Teeter-Totter Wall: Design of the Year 2021. Is this Activism Art?

By Sybaris

Last week, Abel Cervantes wrote on this pages about the decline of public monuments and questioned if the design of public spaces in Mexico were actually social spaces. A couple of days ago (on January 21st), the Design Museum in London awarded Teeter-Totter Wall (2019) with the Design of the Year, one of the most prestigious design awards around the world. However, although this project has good intentions, is it really the best option one could imagine to protest against a wall that has been specifically designed to separate the people?

On July 28, 2019, a design and art installation was installed through a part of the U.S. Mexico border fence. For 40 minutes, people from both sides—who aren’t able to cross from one to the other side because of restrictive migration policies—played with the three seesaws which were later dismantled.

The project was designed by Rael San Fratello Studio while the three seesaws were fabricated by a groups of artist in Ciudad Juárez, Mexico. The color pink was choosen in relation with the color used for the ciy to remember the womens who have die sinse the 90s because of the extreme violence.

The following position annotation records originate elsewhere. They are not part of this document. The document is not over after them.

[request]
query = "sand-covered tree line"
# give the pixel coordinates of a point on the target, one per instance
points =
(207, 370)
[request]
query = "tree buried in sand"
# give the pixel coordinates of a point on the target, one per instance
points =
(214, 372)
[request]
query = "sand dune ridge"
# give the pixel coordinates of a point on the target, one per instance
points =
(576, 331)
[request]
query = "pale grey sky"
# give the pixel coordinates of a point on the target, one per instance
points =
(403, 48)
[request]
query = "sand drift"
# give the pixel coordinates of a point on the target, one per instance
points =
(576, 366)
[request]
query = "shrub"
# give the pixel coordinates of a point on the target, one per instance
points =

Ronald Rael told to PBS: “We were not out hter stating particular messages of resistance. We were demonstrating how the act of play, the act of engaging that place, was our act of resistance to say that, ‘This is our place’, and we can dismantle the meaning of the wall and its violence.” On the other hand, the jury from the Design of the Year Award mentioned that “Wiewing the boundary as a site that severs relationships between the thow countries, they [Rael San Fratello studio] wanted to create a place where citizens across the border could connect, so they designed three bright pink ‘teeter-totters’ (seesaws) to slot into gaps in the steel border wall”.

No one can denied it: no matter if 40 minutes or 5, playing is always a moment in which everybody forgets everything in order to take a breath and imagine other possible ways for living. Nevertheless, this kind of designed spaces aren’t naive as much as they want it. In this specific context, playing is always a relief, but altough art has non responsibility in changing the world, at least it has the responsibility in not forgotting what is happening around us.